It was Thursday, July 13, 2000 in the afternoon and Marco Pantani looked furiously around him. Il Elefantino, the elephant, was the first to have passed the line on top of Mont Ventoux, but he was far from happy. In fact, the Italian climber with his bald head and flapors could kill anyone. Lance Armstrong to be precise. In the twelfth stage of the 87ste Tour de France had jumped Pantani on the flanks of the mythical mountain. It looked impressive as yellow truid -carrier Armstrong rode him a little later and took the head. Armstrong was much stronger and sometimes seemed to wait if Pantani could not keep his rear wheel. It was therefore surprising that Armstrong did not win. As a tribute for Pantani's return to the bike after a period full of Malheur, the Texan clearly left the victory to the breed climber, something that Armstrong later also admitted. A larger humiliation was unthinkable for Marco Pantani. A champion like he gave you no gifts, certainly not in a queen ride, and certainly not on top of the mountain of mountains.
 

The Col du Tourmalet is higher, Alpe d’Huez Steiler, the Col de la Madeleine Longer, but none of those mountains has the attraction of Mont Ventoux, which towers majestically above the flat landscape of the Vaucluse department in Provence. It is the strange lunar landscape at the top, the treacherous rapidly changing weather conditions, and its fearing past full of fear, suffering and tragedy and for a few heroism and triumph. And death.
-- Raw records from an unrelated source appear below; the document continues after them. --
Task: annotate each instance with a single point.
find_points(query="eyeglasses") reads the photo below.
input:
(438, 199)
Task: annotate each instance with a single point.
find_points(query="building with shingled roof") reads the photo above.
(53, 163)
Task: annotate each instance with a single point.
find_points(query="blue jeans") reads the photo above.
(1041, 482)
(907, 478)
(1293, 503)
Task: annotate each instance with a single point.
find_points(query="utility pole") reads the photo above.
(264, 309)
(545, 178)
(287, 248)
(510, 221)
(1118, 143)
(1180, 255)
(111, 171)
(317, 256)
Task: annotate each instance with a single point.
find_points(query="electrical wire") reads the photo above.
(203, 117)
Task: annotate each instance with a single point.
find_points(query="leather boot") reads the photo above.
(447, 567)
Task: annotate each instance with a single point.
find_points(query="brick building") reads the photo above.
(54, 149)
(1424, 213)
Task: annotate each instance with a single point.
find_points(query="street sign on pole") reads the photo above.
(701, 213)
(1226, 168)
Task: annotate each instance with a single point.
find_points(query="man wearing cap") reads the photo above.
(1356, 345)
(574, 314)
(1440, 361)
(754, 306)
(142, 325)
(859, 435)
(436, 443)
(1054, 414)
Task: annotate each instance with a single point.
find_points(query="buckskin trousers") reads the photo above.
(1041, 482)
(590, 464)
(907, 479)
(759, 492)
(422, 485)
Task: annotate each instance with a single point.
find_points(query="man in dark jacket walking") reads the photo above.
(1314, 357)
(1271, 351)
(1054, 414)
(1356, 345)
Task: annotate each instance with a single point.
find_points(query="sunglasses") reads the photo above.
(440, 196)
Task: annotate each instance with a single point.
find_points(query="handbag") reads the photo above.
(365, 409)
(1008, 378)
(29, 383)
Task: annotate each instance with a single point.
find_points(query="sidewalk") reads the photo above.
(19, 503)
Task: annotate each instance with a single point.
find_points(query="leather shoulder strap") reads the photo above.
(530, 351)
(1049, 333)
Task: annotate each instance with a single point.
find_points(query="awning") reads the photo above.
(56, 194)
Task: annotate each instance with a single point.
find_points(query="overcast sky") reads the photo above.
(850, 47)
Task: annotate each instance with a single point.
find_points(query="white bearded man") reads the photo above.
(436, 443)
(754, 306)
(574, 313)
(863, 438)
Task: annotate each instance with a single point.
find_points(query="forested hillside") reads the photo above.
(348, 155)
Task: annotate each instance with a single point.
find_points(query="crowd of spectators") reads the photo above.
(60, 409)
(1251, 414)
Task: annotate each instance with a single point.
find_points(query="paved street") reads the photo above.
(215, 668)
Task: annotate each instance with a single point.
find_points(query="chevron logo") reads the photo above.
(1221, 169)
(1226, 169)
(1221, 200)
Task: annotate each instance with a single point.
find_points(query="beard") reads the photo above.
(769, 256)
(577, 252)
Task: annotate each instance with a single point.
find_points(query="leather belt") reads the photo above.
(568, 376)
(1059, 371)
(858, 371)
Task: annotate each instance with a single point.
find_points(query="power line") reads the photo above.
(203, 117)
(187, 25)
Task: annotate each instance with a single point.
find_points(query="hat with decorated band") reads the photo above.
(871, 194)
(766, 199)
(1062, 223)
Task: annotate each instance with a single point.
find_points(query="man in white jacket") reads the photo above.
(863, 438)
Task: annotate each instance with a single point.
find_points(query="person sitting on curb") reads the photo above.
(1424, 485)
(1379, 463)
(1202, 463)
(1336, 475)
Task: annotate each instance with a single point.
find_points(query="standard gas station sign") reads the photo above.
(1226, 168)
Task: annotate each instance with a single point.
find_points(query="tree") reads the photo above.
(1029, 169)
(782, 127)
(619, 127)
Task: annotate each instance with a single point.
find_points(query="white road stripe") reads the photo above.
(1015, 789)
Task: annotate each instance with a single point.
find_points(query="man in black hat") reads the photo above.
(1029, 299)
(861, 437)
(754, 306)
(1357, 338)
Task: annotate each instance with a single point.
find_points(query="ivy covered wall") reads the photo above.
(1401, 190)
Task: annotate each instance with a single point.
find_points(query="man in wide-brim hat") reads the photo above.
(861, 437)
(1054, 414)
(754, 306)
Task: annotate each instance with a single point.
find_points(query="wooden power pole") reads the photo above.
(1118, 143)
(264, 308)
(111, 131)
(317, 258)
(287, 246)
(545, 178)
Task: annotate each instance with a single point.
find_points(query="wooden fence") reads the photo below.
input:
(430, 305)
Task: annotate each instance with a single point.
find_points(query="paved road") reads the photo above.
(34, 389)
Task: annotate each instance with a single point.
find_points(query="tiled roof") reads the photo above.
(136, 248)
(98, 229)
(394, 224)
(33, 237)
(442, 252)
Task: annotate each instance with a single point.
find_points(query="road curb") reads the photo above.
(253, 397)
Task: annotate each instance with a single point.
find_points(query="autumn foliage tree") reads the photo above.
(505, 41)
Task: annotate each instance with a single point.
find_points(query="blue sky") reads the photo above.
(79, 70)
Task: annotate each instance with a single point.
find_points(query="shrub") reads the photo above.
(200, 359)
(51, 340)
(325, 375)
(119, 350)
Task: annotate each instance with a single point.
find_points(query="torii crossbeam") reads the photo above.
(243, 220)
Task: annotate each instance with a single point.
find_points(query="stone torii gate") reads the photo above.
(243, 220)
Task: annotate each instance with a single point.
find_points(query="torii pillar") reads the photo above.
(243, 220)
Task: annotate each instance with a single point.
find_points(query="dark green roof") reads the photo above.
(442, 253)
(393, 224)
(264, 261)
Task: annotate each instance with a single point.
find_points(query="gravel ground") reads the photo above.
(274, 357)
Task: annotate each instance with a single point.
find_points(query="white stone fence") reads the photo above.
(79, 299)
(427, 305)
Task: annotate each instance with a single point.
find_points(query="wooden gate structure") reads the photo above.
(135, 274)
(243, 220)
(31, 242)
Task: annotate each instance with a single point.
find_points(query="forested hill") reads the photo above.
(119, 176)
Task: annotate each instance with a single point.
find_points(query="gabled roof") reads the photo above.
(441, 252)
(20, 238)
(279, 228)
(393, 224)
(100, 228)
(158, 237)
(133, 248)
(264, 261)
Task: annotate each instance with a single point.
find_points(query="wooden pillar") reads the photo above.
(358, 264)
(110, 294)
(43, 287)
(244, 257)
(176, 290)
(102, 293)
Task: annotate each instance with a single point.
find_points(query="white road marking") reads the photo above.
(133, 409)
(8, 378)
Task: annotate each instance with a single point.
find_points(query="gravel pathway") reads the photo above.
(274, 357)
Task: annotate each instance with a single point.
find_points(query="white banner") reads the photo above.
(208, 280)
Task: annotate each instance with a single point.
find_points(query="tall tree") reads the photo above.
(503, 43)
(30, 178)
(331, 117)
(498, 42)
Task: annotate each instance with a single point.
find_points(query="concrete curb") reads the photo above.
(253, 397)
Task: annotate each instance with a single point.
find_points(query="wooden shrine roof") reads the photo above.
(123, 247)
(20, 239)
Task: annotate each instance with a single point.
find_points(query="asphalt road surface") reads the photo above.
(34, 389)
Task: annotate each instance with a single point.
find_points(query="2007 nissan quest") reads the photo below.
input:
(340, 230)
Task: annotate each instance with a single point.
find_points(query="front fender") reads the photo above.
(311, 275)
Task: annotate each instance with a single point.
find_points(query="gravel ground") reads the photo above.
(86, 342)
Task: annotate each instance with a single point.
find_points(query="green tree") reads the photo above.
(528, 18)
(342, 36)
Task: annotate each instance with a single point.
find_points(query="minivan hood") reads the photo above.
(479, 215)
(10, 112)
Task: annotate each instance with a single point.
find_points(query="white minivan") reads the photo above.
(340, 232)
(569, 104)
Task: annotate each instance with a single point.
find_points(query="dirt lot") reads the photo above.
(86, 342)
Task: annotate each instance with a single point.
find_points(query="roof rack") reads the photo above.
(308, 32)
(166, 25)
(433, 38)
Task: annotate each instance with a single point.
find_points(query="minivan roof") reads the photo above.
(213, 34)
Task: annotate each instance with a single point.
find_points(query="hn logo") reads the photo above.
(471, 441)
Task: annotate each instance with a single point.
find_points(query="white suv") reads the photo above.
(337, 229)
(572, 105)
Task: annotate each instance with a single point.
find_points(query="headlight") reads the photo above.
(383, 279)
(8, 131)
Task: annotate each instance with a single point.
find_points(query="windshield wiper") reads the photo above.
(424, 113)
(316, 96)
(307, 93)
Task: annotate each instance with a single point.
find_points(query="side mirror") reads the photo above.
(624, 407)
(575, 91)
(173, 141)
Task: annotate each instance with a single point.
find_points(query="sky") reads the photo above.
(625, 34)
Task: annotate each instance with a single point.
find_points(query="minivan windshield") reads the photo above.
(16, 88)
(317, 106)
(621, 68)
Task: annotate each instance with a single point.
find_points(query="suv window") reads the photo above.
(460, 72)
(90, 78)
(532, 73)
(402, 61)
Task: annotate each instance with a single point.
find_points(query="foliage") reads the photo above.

Anyone who says Mont Ventoux says Tommy Simpson, the Brit who died in the Tour de France of 1967 on the way up. But even in the climbs before and after that fatal day, it didn't make much of it or riders had not survived the ride to the top at 1912 meters. In the murderous heat during a Tour stage in 1955, Ferdi Kübler drove much too fast. A fellow refugee warned him: "The Ventoux is not a mountain like everyone else." The Swiss Tour winner of 1950 did not listen, chased itself over the head and was so exhausted that he fell over and after getting up the peloton. After that trip over Mont Ventoux, he no longer drove a dent in a packet of butter. Jean Malléjac never cycled again after the same climb. He fell unconscious from the bike and was barely rescued by the Tourarts. The large Eddy Merckx also had to be ventilated in an ambulance after his victory in 1970.

Michael Boogerd called Mont Ventoux a scary thing. "You feel void. As if you are coming to the moon. The limestone and the observatoire, the characteristic white tower with the cylinder on the roof, give the landscape a grim character. "The weather on 'the sugar bread', such as the bare mountain with the white of the snow and limestone on the top be called, can be grim and erratic. When Boogerd De Mont Ventoux (freely translated: 'Windige Berg') in 2000 climbed during the Tour de France, it was 35 degrees on the foot, on top only 3. And he also knows the stories of quoted races through a suddenly rising wind Where riders had to lie flat on the floor with their material to not get rid of it. "You never know above that."

"Above that" is above the tree line where the wind has free rein. If the climber has a rough one to hit again, the heaviest part of the climb starts there, the last 6 kilometers by 8.5% rise. But on normal days, the cursing is the hardest after the sharp bend at the village of Saint-Estève, during the 10 kilometers through the forest, once described as "a small green hell with a black stripe asphalt." Experience expert and writer Tim Krabbé still does not know how you can find the rhythm in the stifling and stuffy forest, but he always managed to come up.

 

Sports nutrition information

Where can you eat well during the climb of Mont Ventoux (from Bedoin)?

  • In the first 2.5 kilometers of the climb.
  • Try to eat as well as can eat during the next kilometers. You are constantly at 10% slope
  • At Chalet Renard. You come here in a parking lot that is almost completely flat.
Tip: halfway between Chalet Renard and the top is a water point.